I don't have actual log of the used command available, but I did end up with
new osds 18 and 20.  First time using these command as well, my previous
ways to achieve the same were a bit more long-winded..

According to my monitoring my main issue appeared around the same time.
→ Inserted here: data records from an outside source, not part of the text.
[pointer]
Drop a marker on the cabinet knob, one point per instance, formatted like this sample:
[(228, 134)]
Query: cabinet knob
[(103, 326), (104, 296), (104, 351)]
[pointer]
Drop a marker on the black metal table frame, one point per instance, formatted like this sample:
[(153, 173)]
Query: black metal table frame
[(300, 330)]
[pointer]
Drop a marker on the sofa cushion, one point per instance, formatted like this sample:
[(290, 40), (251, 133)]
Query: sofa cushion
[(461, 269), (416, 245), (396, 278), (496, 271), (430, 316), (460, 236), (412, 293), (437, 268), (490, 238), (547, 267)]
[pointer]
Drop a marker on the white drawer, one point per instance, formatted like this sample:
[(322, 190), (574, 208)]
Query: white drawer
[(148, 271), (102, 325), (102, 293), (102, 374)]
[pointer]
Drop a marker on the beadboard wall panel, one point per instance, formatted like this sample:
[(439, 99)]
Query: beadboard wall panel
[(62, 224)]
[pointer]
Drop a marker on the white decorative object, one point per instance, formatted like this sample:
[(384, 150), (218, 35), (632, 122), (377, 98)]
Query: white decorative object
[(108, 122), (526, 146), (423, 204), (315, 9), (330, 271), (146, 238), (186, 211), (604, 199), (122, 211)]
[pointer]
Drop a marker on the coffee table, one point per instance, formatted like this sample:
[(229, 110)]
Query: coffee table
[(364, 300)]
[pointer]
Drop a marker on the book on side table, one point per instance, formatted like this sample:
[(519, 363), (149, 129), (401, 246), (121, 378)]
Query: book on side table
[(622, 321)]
In this post I don't worry about the state of the OSD but only about
management.

Actual issue
------------

So when I now issue "ceph orch ls" I get the following output:

% ceph orch ls
Error EINVAL: Traceback (most recent call last):
  File "/usr/share/ceph/mgr/mgr_module.py", line 1204, in _handle_command
    return self.handle_command(inbuf, cmd)
  File "/usr/share/ceph/mgr/orchestrator/_interface.py", line 140, in
handle_command
    return dispatch[cmd['prefix']].call(self, cmd, inbuf)
  File "/usr/share/ceph/mgr/mgr_module.py", line 320, in call
    return self.func(mgr, **kwargs)
  File "/usr/share/ceph/mgr/orchestrator/_interface.py", line 102, in
<lambda>
    wrapper_copy = lambda *l_args, **l_kwargs: wrapper(*l_args, **l_kwargs)
  File "/usr/share/ceph/mgr/orchestrator/_interface.py", line 91, in wrapper
    return func(*args, **kwargs)
  File "/usr/share/ceph/mgr/orchestrator/module.py", line 503, in
_list_services
    raise_if_exception(completion)
  File "/usr/share/ceph/mgr/orchestrator/_interface.py", line 642, in
raise_if_exception
    raise e
AssertionError: not

("ceph orch ps" works fine.)

Similarly the output of "ceph -s" is:

% ceph -s
... 
    health: HEALTH_ERR
            Module 'cephadm' has failed: 'not'
...

The relevant log from the manager, as per the mgr web interface, is:

_Promise failed Traceback (most recent call last): File
"/usr/share/ceph/mgr/orchestrator/_interface.py", line 294, in _finalize
next_result = self._on_complete(self._value) File
"/usr/share/ceph/mgr/cephadm/module.py", line 107, in <lambda> return
CephadmCompletion(on_complete=lambda _: f(*args, **kwargs)) File
"/usr/share/ceph/mgr/cephadm/module.py", line 1333, in describe_service
hosts=[dd.hostname] File
"/lib/python3.6/site-packages/ceph/deployment/service_spec.py", line 429, in
__init__ assert service_type in ServiceSpec.KNOWN_SERVICE_TYPES,
service_type AssertionError: not

I also noticed this seemingly highly relevant bit in my ceph orch ps:

NAME       HOST STATUS  REFRESHED  AGE  VERSION    IMAGE NAME              IMAGE ID 
CONTAINER ID  
not.osd.20 tutu stopped 13h ago    14h  <unknown>  docker.io/ceph/ceph:v15
<unknown> <unknown>

I'm not quite sure how I ended up with that, but I wouldn't exclude operator
error :) such as entering "cephadm adopt --style legacy --name not.osd.20"
(but WHY..).

Sure enough, there is no such docker container running in the host and the
job ceph-3046312a-e453-11ea-b1f5-b42e993e47fc(a)osd.20.service has failed with
"RuntimeError: could not find osd.20 with osd_fsid
212c336a-9516-4818-aeaf-2d0c24c4ca65" (this error makes sense, as both osds
18 and 20 try to use the same bcache0, but the actual bluestore filesystem
is inside vg/lv as used by 18, whereas 20 tries to use bcache0 directly),
but as I said I won't worry about the OSD at the moment.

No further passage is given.